The artist’s parents were divorced. His father was a bitter man, never violent, just incapable of warmth. His expressions of paternal tenderness extended, at most, to telling his son in a low voice: “Try to behave… you know… normally.” The artist never knew what that meant, just that he always did it wrong. His dad worked at the harbor, sometimes the men he worked with came to the house and sat in the kitchen. They were often drunk and always angry—at their bosses and the politicians and the economy. But late one evening when his lips were lubricated with beer, his dad had slurred: “You know, sometimes I wonder what I did wrong. If it’s my fault that the boy is like he is.” The other men all told him it wasn’t his fault. They all agreed that there was something wrong with the boy, of course, they just objected to the part about who was to blame.

It was a small apartment with thin walls, the artist had been sitting on the other side, knowing that it would have been better if he didn’t exist at all.

Ted hated loud noises, he always had, he used to panic at the sound of metal cutlery on plates, or of Styrofoam or cardboard bending. But he would never find a noise he hated more than the sound of paper being balled up.

That day on the pier twenty-five years ago, when Joar had gone off for a pee, the artist had turned to Ted and whispered with moist eyes: “I can’t do it, Ted. I can’t draw the way Joar thinks I can draw! And they don’t even want a drawing for that competition, they want a painting . I don’t have any paint, I don’t even have any brushes… I don’t know how to do it. I can’t, I just can’t…”
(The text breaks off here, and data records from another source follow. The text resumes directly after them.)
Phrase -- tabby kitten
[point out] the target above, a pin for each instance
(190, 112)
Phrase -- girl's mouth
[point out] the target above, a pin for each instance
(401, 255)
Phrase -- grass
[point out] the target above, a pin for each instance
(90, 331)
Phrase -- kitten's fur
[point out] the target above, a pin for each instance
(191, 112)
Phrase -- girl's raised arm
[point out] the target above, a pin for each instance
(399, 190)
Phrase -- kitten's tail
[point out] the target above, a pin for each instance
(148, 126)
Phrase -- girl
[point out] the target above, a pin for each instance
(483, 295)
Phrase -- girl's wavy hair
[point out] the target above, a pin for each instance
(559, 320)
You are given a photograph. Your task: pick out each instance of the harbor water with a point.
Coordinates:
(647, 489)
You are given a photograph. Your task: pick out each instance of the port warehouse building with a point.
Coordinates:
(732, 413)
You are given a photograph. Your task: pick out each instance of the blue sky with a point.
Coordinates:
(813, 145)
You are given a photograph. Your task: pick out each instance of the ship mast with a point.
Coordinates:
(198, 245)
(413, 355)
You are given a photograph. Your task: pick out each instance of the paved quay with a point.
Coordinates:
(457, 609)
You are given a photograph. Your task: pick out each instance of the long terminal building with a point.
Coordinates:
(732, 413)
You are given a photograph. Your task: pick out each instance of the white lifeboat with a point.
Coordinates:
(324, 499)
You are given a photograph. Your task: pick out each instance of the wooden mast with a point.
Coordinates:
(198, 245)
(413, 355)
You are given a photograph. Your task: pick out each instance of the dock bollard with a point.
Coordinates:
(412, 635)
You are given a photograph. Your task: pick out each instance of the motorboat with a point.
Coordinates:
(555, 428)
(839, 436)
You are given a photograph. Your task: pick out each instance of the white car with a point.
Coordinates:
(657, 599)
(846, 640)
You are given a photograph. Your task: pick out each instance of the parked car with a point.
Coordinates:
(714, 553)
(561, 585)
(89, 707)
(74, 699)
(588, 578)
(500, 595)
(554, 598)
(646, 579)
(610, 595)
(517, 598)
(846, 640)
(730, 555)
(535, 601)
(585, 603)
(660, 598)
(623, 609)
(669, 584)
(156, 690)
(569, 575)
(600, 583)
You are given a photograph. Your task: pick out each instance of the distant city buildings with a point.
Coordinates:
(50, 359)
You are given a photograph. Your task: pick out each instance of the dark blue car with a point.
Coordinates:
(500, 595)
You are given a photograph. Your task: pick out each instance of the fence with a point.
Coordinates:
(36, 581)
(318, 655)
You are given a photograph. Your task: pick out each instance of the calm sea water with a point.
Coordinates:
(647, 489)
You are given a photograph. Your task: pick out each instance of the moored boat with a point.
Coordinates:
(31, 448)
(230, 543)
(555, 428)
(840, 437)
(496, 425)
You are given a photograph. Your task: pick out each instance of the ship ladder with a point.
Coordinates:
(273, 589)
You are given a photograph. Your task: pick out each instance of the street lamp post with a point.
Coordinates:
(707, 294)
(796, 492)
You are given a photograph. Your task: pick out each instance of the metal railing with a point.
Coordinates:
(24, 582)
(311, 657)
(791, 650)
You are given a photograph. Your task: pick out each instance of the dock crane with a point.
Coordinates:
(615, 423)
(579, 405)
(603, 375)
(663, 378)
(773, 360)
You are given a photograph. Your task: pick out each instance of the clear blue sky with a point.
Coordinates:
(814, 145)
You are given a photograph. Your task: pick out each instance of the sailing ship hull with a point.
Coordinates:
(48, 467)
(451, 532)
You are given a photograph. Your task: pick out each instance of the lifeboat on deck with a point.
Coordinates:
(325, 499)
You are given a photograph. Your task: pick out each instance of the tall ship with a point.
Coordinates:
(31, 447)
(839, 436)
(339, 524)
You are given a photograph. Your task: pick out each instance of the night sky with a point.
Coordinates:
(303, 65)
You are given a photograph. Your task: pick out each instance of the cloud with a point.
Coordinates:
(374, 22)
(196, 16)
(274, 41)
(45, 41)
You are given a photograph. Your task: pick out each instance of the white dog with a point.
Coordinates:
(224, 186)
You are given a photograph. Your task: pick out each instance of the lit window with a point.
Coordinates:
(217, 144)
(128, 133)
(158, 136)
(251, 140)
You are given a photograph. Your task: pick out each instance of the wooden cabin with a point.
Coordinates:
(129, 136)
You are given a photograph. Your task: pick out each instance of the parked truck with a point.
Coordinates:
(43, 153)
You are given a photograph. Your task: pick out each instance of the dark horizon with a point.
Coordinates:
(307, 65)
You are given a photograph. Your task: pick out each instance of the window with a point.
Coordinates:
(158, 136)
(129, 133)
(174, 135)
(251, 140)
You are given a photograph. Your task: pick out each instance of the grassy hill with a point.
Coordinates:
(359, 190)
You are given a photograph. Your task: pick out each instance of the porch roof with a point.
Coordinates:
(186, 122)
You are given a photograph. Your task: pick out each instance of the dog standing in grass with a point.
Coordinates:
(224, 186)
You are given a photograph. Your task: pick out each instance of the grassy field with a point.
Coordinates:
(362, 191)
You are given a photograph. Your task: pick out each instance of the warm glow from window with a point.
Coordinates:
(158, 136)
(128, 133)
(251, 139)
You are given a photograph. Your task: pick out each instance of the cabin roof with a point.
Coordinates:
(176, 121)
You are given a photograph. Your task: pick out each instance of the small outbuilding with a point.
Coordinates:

His shoulder twitched, he scratched himself all over, then he balled up the sheet of paper and Ted would never forget how it sounded. The artist threw it in the water, the sea swallowed the drawing, and Ted would spend the next twenty-five years wishing he hadn’t just sat there silently.

When Joar came back, the artist stood up and left, muttering that he was going to pee but mostly he probably didn’t want them to see how hard he was crying.

Joar sank down next to Ted and sat for a long time in silence before he said, seriously, with his eyes fixed on the horizon: “We have to get him to paint that picture, Ted, you understand that, right? He’s going to die if he stays in this fucking town. But if he wins that competition, he’ll be famous and rich and… happy. Like the celebrities on TV. Okay? We just have to…”

Joar’s fingers toyed with a cigarette lighter he’d found on the ground, his arms were covered in bruises and scars. Ted didn’t say anything, he just nodded, and Joar nodded back. That was their oath.

On the way home that evening, the teenagers who were going to become a painting walked close to each other, but the artist walked closest to Joar. Ted did his very best not to be jealous, but failed miserably. When you’re fourteen years old, friendship and infatuation are the same feeling, light from the same star, so perhaps there ought to be a better word for it. But how do I explain that I’m freezing to death if I’m not seen by you?

When the teenagers went their separate ways at the crossroads between the houses, they called out “Tomorrow!” to each other, and each promised back into the darkness: “Tomorrow!”

Ted looked over his shoulder, his skin feeling cold. None of the teenagers could explain what was going on, they just carried each other in silence. Joar had made it his responsibility to make the artist world-famous, the artist had made it his responsibility not to disappoint Joar. Ted? He had made it his responsibility that none of the people he loved would die. That’s a terrible burden for a person. Your shoulders creak, your skeleton shrinks, in the end you can hardly walk.